The August NY manufacturing index collapsed to -31.3 from +11.1 and well worse than the estimate of +5. That’s the weakest since May 2020 when it was at -48.5. New orders went from +6.2 to -29.6. Shipments dropped by almost 50 pts m/o/m to -24.1. Backlogs fell further below zero at -12.7, its 3rd straight month under. Inventories were down by 8 pts. Employment dropped a touch more than 10 pts to 7.4, the lowest since April. The workweek went negative at -13.1. Delivery times also went negative. As for pricing, those paid dropped to the slowest since January 2021 but prices received rose a touch.
After falling by 20 pts in July to -6.2, the 6 month outlook got a touch back above zero at +2.1. Expectations for prices paid and received rebounded with the latter getting back all of what it lost in July. New orders expectations also bounced m/o/m. Capital spending plans dropped again as if there is less cash flow available, or limited visibility in one’s business, there is less cash or desire to invest in one’s business in the short term.

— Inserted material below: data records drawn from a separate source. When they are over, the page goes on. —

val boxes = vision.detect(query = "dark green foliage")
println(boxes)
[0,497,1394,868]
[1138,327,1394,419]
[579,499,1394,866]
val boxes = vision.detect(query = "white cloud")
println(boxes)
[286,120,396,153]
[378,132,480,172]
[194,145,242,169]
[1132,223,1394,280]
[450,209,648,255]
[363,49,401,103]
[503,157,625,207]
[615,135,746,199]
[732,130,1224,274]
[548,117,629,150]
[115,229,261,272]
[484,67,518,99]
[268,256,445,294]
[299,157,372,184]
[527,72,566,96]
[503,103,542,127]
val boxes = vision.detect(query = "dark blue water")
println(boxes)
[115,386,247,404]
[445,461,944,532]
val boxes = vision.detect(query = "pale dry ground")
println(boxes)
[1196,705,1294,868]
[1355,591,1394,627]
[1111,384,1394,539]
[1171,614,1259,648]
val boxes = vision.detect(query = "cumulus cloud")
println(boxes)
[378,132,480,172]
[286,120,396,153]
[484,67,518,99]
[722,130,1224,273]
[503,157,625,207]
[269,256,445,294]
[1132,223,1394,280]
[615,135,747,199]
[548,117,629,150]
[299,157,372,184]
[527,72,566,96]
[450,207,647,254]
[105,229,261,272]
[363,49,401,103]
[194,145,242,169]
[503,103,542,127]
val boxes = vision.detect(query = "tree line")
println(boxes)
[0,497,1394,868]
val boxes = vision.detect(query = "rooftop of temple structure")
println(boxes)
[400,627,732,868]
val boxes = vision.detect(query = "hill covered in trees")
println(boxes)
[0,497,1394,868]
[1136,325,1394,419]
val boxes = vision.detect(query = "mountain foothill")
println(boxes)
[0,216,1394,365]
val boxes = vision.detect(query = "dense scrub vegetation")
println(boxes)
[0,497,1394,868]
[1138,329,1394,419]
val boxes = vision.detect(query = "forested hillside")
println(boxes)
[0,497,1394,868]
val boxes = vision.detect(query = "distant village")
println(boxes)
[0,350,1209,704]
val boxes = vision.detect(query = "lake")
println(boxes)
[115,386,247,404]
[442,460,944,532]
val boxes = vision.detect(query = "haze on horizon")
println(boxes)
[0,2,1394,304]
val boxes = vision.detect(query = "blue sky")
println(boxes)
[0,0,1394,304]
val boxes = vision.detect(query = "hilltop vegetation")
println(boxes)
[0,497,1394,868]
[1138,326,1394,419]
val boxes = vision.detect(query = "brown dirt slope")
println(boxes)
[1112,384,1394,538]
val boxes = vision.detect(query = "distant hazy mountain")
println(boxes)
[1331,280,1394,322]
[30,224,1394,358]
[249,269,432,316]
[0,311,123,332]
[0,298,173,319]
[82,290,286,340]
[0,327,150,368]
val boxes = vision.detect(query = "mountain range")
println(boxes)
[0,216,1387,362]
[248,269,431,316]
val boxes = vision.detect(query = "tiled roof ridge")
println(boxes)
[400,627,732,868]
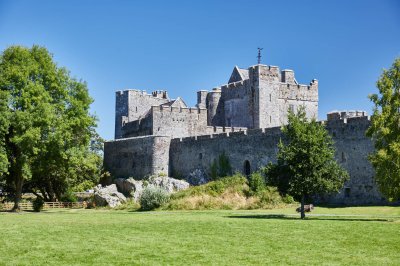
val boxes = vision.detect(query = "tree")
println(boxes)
[0,46,95,210]
[367,58,400,200]
[266,108,348,219]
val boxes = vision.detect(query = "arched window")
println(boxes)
[243,160,251,176]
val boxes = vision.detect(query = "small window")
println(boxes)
[243,160,251,176]
[344,187,350,198]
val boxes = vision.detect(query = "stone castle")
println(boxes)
[104,64,386,204]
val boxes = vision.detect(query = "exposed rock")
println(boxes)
[114,176,189,201]
[149,176,189,193]
[94,184,126,208]
[114,177,144,201]
[186,169,209,186]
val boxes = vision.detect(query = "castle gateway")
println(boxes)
[104,64,386,204]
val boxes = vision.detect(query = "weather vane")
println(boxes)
[257,47,264,64]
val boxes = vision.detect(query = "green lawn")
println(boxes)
[0,207,400,265]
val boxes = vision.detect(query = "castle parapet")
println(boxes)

Bottom line, the NY Fed said this was the “2nd largest monthly decline in the index on record, and among the lowest levels in the survey’s history.” Now we still of course have many more regional manufacturing survey’s to look at to see if this is a one off or not but such a rate of change is unlikely to be isolated to this region. So, go on and continue to debate the semantics of whether we’re in a recession or not but we should be paying much more attention to the trajectory of economic activity and this was an ugly report.